Roger got inspired on short notice, as he was working on the sequel (which, as you all know, is a challenging and lengthy process), but in upcoming days I hope to arrange for a cover for it so we can post it as a permafree in mobi and epub content for your other readers. I think Reddit has it covered for easy reading on your phone…
Peachfront’s Note: Today, Roger is answering some questions sent in by a fan. If you want your question answered in the next round, let us know.
Question: What are your favorite movies and novels?

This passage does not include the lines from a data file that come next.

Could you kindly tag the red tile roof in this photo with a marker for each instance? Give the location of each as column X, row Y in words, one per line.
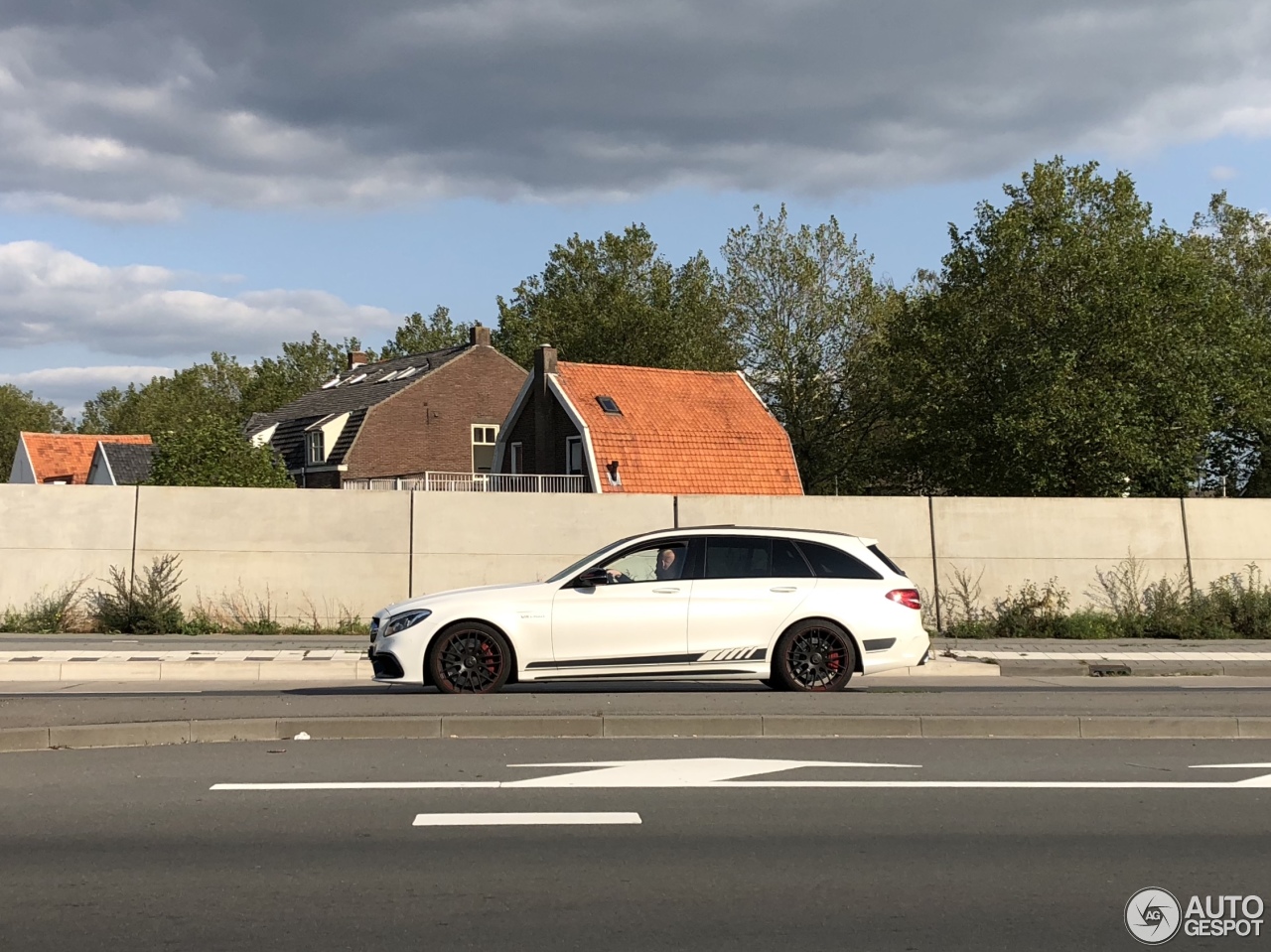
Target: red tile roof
column 68, row 456
column 681, row 431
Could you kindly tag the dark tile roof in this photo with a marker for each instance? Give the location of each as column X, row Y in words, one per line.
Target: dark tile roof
column 356, row 397
column 289, row 439
column 130, row 463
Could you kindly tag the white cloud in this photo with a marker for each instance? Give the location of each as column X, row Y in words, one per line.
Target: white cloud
column 71, row 386
column 136, row 109
column 53, row 296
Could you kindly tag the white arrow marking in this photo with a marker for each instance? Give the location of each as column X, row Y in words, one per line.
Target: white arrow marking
column 725, row 773
column 524, row 819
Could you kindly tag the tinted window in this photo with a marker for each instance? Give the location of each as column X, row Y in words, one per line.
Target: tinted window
column 738, row 557
column 786, row 561
column 886, row 561
column 834, row 563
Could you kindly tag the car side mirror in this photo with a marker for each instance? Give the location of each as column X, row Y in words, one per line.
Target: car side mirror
column 591, row 579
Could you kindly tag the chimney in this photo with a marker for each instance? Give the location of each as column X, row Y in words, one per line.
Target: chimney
column 544, row 363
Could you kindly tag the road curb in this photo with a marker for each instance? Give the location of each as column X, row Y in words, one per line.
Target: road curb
column 789, row 726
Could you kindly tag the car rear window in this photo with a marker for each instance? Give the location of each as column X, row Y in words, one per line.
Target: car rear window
column 886, row 561
column 829, row 562
column 788, row 562
column 738, row 557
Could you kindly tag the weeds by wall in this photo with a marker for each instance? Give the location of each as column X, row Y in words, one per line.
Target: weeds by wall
column 150, row 603
column 1126, row 606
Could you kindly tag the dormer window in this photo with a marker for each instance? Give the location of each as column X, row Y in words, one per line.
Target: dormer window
column 316, row 453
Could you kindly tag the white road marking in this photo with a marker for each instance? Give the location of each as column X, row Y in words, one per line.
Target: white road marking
column 362, row 785
column 725, row 773
column 524, row 819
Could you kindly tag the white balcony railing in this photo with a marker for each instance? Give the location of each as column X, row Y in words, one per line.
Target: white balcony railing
column 477, row 481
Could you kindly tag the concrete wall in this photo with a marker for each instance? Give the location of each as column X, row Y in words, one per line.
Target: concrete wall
column 55, row 535
column 310, row 552
column 328, row 553
column 1002, row 542
column 1225, row 535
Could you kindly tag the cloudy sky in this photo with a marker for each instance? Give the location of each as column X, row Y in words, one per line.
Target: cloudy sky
column 178, row 177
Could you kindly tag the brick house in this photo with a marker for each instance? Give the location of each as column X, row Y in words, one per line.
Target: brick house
column 645, row 431
column 397, row 418
column 68, row 458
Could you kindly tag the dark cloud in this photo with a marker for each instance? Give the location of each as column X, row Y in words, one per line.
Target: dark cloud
column 136, row 108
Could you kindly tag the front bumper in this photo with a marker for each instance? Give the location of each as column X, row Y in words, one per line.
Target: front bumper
column 385, row 665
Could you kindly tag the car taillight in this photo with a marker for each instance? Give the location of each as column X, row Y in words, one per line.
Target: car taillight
column 908, row 598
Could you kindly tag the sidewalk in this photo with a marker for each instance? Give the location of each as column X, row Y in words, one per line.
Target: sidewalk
column 1039, row 657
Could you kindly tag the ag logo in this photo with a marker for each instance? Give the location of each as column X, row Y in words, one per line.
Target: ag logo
column 1153, row 916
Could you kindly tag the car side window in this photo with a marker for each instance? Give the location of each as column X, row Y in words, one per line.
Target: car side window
column 661, row 562
column 829, row 562
column 738, row 557
column 788, row 562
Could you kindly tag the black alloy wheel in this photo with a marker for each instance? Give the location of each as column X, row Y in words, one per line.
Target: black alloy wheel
column 815, row 656
column 471, row 658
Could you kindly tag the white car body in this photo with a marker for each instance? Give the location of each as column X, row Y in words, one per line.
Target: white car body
column 693, row 628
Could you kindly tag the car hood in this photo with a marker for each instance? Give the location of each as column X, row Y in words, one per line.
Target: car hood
column 517, row 590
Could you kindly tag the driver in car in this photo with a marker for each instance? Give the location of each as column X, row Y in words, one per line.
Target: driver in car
column 668, row 567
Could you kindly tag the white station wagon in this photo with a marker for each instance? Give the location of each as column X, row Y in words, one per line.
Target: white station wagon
column 794, row 609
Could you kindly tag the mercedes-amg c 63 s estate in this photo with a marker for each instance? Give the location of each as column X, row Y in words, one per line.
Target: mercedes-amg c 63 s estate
column 795, row 609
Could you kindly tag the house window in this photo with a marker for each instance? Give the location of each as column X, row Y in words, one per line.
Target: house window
column 485, row 438
column 573, row 456
column 314, row 450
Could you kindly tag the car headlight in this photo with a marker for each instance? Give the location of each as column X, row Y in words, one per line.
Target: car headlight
column 399, row 623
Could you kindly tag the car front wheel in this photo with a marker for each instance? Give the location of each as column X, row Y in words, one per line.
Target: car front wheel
column 813, row 656
column 471, row 658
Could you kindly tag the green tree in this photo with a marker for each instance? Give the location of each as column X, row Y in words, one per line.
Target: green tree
column 213, row 388
column 617, row 300
column 1067, row 347
column 212, row 450
column 1235, row 243
column 807, row 309
column 418, row 335
column 21, row 411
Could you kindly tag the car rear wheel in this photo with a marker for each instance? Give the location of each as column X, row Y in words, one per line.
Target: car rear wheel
column 471, row 658
column 813, row 656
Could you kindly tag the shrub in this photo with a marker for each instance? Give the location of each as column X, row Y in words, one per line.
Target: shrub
column 49, row 614
column 149, row 608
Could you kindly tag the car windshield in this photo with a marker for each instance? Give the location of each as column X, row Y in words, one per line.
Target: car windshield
column 576, row 566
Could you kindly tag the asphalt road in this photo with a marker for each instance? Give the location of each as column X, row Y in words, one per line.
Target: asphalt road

Roger: I have to admit liking a nice action or SF movie with impressive FX as much as the next guy, but in both movies and books I am most impressed by stories that ask hard questions and then don’t bother supplying a neat answer for you.
This applies to just about everything ever written by Philip K. Dick and most of the movies made from his books, but also to the stories of Alfred Bester and Fred Pohl. More recently there is just about everything by Iain M. Banks. I also like David Lynch’s “hard” movies like Lost Highway, Mulholland Drive, and Inland Empire because even though they seem to make no sense, they all turn out to contain a hidden narrative that does make sense, like the easter egg hidden in a video game. The hilariously low-budget movie Primer is a favorite for the way time travel folds its plot up into an impenetrable ball. Vanilla Sky asks hard questions about what simulation immortality might be like. The original Robocop and first two Terminator movies have surprisingly deep moments about the relationship between men and machines.
Do you think a machine like Prime Intellect will be able to come into existence one day?
This is a question with two very different answers depending on what you mean by “like.”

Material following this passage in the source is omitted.